Он было обратил на меня взгляд с любопытством, словно намеревался что-то сказать, но потом передумал и снова справился с книгой.
– Не беспокойтесь об уплате, – сказал я. – Несомненно, Лоуэр или даже мистер Бойль поручатся за меня.
– Конечно. Конечно. Об этом и речи нет.
– Вас заботит что-то еще? Прошу, скажите мне.
Он некоторое время раздумывал, расставляя на прилавке флаконы с разными жидкостями, но наконец принял решение.
– Я ранее беседовал с Лоуэром, – начал он. – Об его опытах и кончине доктора Грова.
– А, да, – сказал я, полагая, что он хочет набраться новых сведений от тех, кто мог бы сообщить что-нибудь интересное. – Превосходный человек этот мистер Шталь, хотя и тяжелый в обращении.
– И его выводы здравы, как по-вашему?
– В его методе я не нахожу ни малейшего изъяна, – ответил я, – а его репутация говорит сама за себя. Но почему вы спрашиваете?
– Так, значит, мышьяк. В нем причина его смерти?
– Не вижу оснований сомневаться. А вы не согласны?
– Да нет. Вовсе нет. Но я вот думал, мистер Кола… – Он вновь замялся.
– Послушайте, мой дорогой, не таитесь, – подбодрил я. – Вас что-то гнетет. Так объясните мне.
Он хотел было заговорить, но передумал и покачал головой.
– Нет, ничего, – ответил он затем. – Ничего важного. Я просто подумал, откуда мог взяться мышьяк. Страшно предположить, что источником могла быть моя аптека.
– Сомневаюсь, что мы когда-нибудь это узнаем, – ответил я – К тому же обязанность мирового судьи – выяснить все, что в его силах, и в любом случае вас никто винить не будет.
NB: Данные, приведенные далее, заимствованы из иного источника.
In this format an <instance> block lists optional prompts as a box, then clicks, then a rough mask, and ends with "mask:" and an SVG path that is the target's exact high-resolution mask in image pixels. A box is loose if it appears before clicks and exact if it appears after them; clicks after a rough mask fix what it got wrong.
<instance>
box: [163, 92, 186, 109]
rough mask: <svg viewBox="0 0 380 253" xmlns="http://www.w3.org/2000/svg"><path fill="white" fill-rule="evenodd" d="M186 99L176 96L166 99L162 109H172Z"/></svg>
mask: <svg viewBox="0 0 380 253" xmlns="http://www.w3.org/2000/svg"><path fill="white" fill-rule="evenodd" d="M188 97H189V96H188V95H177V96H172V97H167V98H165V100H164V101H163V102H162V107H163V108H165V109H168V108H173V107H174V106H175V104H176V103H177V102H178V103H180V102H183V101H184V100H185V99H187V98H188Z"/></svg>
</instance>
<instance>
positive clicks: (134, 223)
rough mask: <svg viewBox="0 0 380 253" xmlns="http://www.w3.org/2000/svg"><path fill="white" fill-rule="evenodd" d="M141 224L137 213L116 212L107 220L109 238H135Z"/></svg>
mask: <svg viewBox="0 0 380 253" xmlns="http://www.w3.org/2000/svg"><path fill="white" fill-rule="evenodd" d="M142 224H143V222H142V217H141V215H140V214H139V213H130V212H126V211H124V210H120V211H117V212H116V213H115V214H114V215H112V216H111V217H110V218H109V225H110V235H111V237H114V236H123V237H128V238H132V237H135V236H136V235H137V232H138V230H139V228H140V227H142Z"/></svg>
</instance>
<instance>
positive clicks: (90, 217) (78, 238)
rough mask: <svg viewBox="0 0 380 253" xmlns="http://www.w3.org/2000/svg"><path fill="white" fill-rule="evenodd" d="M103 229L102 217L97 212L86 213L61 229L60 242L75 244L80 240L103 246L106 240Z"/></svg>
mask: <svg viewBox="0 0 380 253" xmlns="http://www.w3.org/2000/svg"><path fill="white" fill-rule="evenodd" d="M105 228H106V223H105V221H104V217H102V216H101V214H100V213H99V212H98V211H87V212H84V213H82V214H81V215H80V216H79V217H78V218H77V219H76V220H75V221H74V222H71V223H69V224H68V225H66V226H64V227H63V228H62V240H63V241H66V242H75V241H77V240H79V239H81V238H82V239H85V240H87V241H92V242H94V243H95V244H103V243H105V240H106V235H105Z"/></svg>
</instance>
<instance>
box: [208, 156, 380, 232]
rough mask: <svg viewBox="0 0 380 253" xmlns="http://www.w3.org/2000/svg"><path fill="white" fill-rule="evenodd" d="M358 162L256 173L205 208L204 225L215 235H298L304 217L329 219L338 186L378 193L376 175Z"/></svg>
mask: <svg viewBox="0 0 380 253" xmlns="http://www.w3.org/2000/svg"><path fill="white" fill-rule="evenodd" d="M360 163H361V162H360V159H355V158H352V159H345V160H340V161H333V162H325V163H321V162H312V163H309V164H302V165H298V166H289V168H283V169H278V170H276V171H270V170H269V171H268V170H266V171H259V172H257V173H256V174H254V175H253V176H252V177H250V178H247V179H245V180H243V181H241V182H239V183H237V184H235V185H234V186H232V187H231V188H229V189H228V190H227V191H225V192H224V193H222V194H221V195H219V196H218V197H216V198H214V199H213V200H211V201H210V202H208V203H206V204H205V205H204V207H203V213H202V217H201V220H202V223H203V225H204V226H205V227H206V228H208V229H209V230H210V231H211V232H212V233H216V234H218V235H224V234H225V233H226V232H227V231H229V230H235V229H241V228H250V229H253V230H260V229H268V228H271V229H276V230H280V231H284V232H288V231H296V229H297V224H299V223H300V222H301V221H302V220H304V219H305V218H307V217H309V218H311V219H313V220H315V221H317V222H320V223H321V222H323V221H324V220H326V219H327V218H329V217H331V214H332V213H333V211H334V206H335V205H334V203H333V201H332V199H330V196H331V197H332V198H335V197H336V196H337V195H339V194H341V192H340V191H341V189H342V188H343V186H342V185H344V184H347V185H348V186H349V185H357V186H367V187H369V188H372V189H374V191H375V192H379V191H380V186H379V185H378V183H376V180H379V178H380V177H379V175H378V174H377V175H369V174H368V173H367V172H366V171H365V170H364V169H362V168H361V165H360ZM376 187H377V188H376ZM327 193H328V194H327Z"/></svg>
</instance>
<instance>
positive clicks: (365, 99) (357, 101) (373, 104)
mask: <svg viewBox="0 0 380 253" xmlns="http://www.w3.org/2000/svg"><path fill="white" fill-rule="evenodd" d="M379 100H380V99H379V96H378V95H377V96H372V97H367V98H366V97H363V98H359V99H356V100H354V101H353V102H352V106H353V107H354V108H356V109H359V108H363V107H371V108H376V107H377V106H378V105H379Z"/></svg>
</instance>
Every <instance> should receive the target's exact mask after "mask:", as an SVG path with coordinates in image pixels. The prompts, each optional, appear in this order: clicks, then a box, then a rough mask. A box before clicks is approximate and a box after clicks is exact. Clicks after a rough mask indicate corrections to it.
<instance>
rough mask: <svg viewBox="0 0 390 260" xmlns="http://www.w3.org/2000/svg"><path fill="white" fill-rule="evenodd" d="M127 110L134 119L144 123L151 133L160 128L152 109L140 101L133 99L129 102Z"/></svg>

На вашем месте я бы не стал тревожиться.
Он кивнул:
– Вы правы. Совершенно правы.
Тут дверь распахнулась, и в аптеку влетел Лоуэр в сопровождении Локка, к большому моему сожалению. На обоих были самые парадные их костюмы, и Лоуэр вновь решился надеть свой парик. Я поклонился им обоим.
– Я не видел двух таких великолепных джентльменов со времени моего пребывания в Париже, – сказал я.
Лоуэр ухмыльнулся и поклонился в ответ. Очень неуклюже, так как, кланяясь, опасливо придерживал парик рукой.
– Спектакль, мистер Кола, спектакль!
– Какой спектакль?
– Тот, о котором я вам говорил. Или забыл сказать? Развлечение, которое я вам обещал. Вы готовы? И вы так равнодушны? Там будет весь город. Идемте же. Начало через час, и если мы не поторопимся, то останемся без хороших мест.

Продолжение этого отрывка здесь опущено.